Third, the study of typical light curves from Type I supernovae indicates that radioactive nuclei form as a result of the explosion. Figure 21.17(a) (see also Figure 21.7) displays the dramatic rise in luminosity at the moment of explosion and the characteristic slower decrease in brightness. Depending on the initial mass of the exploded star, the luminosity takes from several months to many years to decrease to its original value, but the shape of the decay curve is nearly the same for all exploded stars. These curves have two distinct features. After the initial peak, the luminosity first declines rapidly, then decreases at a slower rate. This change in the luminosity decay invariably occurs about 2 months after the explosion, regardless of the intensity of the outburst.

Figure 21.17 (a) The light curve of a Type I supernova, showing not only the dramatic increase and slow decrease in luminosity but also the characteristic change in the rate of decay about 2 months after the explosion (after the time indicated by the arrow). This particular supernova occurred in the faraway galaxy IC4182 in 1938. The crosses are the actual observations of the supernova's light. (b) Theoretical calculations of the light emitted by the radioactive decay of nickel-56 and cobalt-56 produce a light curve very similar to those actually observed in real supernova explosions, lending strong support to the theory of stellar nucleosynthesis.
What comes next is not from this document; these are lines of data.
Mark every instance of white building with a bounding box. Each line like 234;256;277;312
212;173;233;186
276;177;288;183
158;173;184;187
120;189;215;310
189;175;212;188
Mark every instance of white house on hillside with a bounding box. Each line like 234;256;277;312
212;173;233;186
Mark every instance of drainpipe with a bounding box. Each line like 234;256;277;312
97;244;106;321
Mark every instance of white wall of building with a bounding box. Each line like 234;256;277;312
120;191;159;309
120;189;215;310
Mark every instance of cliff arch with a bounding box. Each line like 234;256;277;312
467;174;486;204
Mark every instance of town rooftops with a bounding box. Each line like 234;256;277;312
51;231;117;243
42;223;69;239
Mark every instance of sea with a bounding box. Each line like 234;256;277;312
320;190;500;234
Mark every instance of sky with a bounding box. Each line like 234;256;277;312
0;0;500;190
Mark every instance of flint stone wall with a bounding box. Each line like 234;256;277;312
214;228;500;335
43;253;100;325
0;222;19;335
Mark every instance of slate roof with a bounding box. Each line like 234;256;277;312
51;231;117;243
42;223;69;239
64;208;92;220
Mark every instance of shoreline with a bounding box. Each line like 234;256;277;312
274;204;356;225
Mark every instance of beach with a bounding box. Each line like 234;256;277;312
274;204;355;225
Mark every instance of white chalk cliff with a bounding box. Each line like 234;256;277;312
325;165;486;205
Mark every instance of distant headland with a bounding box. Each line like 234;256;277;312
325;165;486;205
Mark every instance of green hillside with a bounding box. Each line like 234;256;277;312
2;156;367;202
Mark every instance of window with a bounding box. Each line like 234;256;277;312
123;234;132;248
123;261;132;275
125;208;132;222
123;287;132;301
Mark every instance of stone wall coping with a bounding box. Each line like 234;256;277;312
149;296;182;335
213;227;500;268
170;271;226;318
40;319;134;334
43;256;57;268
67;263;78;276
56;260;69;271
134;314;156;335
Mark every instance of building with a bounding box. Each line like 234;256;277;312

We can explain the two-stage decline of the luminosity curve in Figure 21.17(a) in terms of the radioactive decay of unstable nuclei, notably nickel-56 and cobalt-56, produced in abundance during the early moments of the supernova explosion. From theoretical models of the explosion we can calculate the amounts of these elements expected to form, and we know their half-lives from laboratory experiments. Because each radioactive decay produces a known amount of visible light, we can then determine how the light emitted by these unstable elements should vary in time. The result is in very good agreement with the observed light curve in Figure 21.17(b)—the luminosity of a Type I supernova is entirely consistent with the decay of about 0.6 solar masses of nickel-56. More direct evidence for the presence of these unstable nuclei was first obtained in the 1970s, when a gamma-ray spectral feature of decaying cobalt-56 was identified in a supernova observed in a distant galaxy.